1.3 Statistical Analysis
SPSS was used to establish the database. In order to ensure the quality of input, the method of double input was adopted in this study.
2 Results
Application departments: CCU132(17.98%) cases, cardiothoracic surgery 183(24.93%) cases, surgery 175 (23.84%) cases, internal medicine 166(22.62%) cases, emergency 78(10.63%) cases. (2) Use time: up to 24 ~ 48h(43.32%), < 24h(26.57%) and 48h ~ 1 week (25.89%), 4.63%(34/734) > 1 week. Among the 734 patients, 161 (21.93%) had abnormal infusion.
3 Discussion
With the improvement of medical conditions, the risk of medical staff in CCU ward increases.
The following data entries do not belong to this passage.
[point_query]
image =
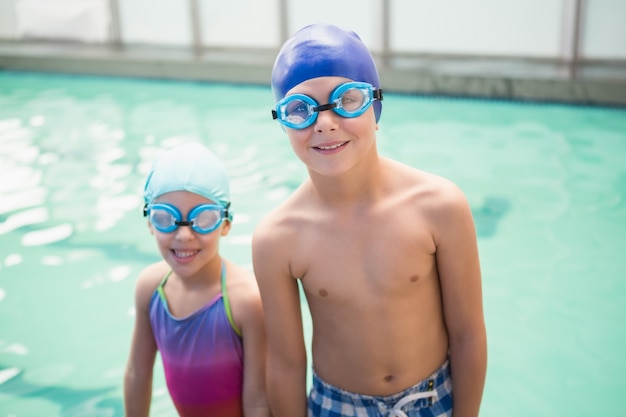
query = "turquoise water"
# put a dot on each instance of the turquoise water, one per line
(547, 184)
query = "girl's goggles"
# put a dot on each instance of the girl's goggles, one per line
(351, 99)
(203, 219)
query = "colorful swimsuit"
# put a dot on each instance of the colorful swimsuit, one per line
(202, 356)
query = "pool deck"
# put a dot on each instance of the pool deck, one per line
(599, 83)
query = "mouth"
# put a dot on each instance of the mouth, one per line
(331, 147)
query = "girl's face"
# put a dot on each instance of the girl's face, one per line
(186, 251)
(332, 144)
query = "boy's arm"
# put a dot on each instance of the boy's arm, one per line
(139, 368)
(252, 327)
(286, 359)
(460, 277)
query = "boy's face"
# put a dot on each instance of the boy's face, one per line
(332, 144)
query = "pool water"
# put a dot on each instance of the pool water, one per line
(547, 186)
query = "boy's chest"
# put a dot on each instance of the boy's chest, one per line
(389, 259)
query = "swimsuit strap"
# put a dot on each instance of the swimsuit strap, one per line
(229, 312)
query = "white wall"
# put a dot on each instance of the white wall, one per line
(526, 28)
(604, 32)
(486, 27)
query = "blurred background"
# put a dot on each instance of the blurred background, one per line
(564, 50)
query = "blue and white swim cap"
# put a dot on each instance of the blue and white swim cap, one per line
(323, 50)
(188, 167)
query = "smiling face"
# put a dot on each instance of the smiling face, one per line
(333, 144)
(188, 252)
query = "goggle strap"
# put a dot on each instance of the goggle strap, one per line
(226, 215)
(324, 107)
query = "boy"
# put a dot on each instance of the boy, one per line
(200, 311)
(386, 255)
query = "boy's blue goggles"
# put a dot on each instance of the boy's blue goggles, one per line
(203, 219)
(351, 99)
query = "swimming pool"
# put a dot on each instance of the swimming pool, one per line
(547, 185)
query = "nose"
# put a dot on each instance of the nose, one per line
(184, 232)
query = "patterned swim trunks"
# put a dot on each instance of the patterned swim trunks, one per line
(431, 397)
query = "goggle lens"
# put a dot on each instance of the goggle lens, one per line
(349, 100)
(203, 219)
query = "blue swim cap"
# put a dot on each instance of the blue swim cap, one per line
(188, 167)
(323, 50)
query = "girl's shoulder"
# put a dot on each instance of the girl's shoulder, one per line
(149, 279)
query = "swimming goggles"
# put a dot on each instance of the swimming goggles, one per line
(203, 219)
(352, 99)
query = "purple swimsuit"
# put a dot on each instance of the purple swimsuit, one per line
(202, 356)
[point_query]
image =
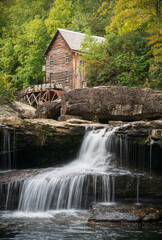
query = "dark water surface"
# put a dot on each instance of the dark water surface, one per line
(57, 225)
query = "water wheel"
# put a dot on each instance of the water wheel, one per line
(50, 95)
CCU medical staff often pay attention to the complications of the heart, brain, kidney and other systems, but often ignore the complications of large amounts of fluid infusion, which can pose a great threat to the physical and mental health of patients. Therefore, nurses should fully understand the basic knowledge of fluid infusion for critical CCU patients to achieve the purpose of reducing complications. Critically ill patients are often accompanied by different degrees of cardiopulmonary, renal tissue and organ functional impairment and dysfunction. Through micro-injection pump, drugs can be administered for a long time, micro and even. Various vasoactive drugs, sedatives and insulin can be administered according to the condition, and the dosage can be adjusted to control blood pressure, blood sugar and blood drug concentration more quickly, conveniently and time-saving. Avoid the heart burden caused by large amounts of fluid infusion to patients, avoid frequent drug changes in CCU, shorten the work procedure of nurses, and improve work efficiency. However, in the use of insulin, atropine, vasoactive drugs and other drugs, should be equipped with monitoring means to avoid serious consequences, nursing staff should fully grasp the alarm handling of the injection pump, often check whether the operation is normal, flexible grasp of monitoring skills, can not rely too much on monitoring instruments, but should be based on the patient’s clinical manifestations to judge the change of condition. There are few domestic reports on the use of microinjection pumps and nursing for critically ill patients in CCU ward. The survey showed that among all the 734 patients, the most used were cardiothoracic surgery, surgery and internal medicine. From the perspective of application time, the maximum use time was 24 ~ 48h(43.32%), followed by < 24h(26.57%) and 48h ~ 1 week (25.89%), and the proportion of > 1 week was the lowest (4.63%). The incidence of abnormal infusion was 21.93%(161/734). Consistent with relevant research. The purpose of this study was to understand the current situation of micropump in ICU patients and to provide scientific basis for the prevention of complications.